With the increasing demand of location-based services, Wi-Fi based localization has attracted great interest because it provides ubiquitous access in indoor environments. In this paper, we propose CiFi, deep convolutional neural networks (DCNN) for indoor localization with commodity 5GHz WiFi. Leveraging a modified device driver, we extract phase data of channel state information (CSI), which is used to estimate the angle of arrival (AoA). We then create estimated AoA images as input to a DCNN, to train the weights in the offline phase. The location of mobile device is predicted based using the trained DCNN and new CSI AoA images. We implement the proposed CiFi system with commodity Wi-Fi devices in the 5GHz band and verify its performance with extensive experiments in two representative indoor environments.

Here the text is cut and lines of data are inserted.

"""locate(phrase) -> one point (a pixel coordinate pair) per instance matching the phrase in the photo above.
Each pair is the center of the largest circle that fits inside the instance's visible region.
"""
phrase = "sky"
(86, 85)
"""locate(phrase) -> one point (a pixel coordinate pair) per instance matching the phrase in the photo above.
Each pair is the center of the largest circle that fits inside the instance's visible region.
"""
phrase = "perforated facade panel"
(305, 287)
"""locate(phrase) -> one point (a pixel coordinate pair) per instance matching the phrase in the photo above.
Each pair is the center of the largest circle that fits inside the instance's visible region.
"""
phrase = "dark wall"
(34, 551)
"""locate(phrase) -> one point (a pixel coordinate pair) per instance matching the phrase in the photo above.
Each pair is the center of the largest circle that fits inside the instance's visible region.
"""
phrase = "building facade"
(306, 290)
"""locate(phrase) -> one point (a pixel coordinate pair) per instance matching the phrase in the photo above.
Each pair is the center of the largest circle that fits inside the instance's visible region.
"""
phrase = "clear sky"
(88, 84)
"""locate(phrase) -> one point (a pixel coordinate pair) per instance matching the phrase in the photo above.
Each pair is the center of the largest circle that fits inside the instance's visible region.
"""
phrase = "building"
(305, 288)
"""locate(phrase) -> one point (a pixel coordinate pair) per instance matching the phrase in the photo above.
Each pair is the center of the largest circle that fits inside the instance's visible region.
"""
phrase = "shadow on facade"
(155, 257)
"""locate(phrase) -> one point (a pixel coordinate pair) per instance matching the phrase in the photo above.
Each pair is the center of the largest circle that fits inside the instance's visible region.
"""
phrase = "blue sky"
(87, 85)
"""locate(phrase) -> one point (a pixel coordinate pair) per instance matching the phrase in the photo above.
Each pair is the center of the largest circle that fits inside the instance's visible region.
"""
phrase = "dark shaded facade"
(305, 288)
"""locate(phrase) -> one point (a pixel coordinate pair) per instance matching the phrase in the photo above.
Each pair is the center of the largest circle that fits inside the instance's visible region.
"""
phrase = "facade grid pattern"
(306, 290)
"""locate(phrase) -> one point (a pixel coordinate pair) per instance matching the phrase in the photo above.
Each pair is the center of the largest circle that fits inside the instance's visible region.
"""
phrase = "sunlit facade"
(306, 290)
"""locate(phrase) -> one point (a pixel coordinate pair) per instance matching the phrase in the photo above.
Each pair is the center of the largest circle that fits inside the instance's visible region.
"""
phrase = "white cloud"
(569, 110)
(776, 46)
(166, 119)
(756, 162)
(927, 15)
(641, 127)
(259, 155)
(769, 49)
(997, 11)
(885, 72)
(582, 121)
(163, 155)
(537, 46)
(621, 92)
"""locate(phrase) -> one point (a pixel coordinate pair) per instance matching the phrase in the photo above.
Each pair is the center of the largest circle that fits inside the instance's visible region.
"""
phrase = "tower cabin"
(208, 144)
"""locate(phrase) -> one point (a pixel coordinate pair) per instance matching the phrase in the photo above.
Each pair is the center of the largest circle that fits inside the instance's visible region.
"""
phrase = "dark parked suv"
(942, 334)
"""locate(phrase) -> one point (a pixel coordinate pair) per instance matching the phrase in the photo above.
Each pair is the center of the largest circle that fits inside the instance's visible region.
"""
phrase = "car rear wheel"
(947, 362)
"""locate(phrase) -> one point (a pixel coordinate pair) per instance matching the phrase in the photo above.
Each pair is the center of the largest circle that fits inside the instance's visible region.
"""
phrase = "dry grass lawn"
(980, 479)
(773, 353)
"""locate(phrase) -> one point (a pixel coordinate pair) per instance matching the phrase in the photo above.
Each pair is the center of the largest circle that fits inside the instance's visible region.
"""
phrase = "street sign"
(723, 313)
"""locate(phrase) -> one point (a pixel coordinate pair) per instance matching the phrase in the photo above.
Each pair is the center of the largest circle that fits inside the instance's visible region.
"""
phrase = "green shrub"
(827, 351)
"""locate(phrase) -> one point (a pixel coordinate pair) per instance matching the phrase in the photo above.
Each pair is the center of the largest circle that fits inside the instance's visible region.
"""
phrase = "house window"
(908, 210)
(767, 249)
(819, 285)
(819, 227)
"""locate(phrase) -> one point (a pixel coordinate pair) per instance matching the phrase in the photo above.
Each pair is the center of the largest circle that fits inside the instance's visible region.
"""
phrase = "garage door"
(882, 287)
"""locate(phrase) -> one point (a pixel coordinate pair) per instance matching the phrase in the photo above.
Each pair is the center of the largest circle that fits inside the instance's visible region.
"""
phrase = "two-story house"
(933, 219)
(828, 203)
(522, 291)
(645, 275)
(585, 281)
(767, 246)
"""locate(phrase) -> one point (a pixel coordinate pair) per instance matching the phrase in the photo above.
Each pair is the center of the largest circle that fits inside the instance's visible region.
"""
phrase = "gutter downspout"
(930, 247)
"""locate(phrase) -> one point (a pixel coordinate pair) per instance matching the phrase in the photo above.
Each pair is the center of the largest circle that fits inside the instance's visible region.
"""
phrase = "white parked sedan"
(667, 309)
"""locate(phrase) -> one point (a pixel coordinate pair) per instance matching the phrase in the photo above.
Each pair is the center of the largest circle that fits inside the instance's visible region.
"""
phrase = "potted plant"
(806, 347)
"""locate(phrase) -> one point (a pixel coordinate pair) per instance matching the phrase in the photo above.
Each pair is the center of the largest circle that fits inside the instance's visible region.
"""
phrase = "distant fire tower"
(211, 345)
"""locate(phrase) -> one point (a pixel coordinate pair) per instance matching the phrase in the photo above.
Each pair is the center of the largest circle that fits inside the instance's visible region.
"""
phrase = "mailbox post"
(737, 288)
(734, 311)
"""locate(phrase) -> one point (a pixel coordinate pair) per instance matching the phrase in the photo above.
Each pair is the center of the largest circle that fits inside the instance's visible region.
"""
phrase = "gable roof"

机译:随着基于位置的服务的需求不断增长,基于Wi-Fi的本地化吸引了极大的兴趣,因为它可以在室内环境中提供无处不在的访问。在本文中,我们提出了用于商用5GHz WiFi室内定位的CiFi深度卷积神经网络(DCNN)。利用改进的设备驱动程序,我们提取信道状态信息(CSI)的相位数据,该相位数据用于估计到达角(AoA)。然后,我们创建估计的AoA图像作为DCNN的输入,以在离线阶段训练权重。使用训练后的DCNN和新的CSI AoA图像可预测移动设备的位置。我们使用5 GHz频段的商用Wi-Fi设备实施拟议的CiFi系统,并在两个有代表性的室内环境中进行了广泛的实验,验证了其性能。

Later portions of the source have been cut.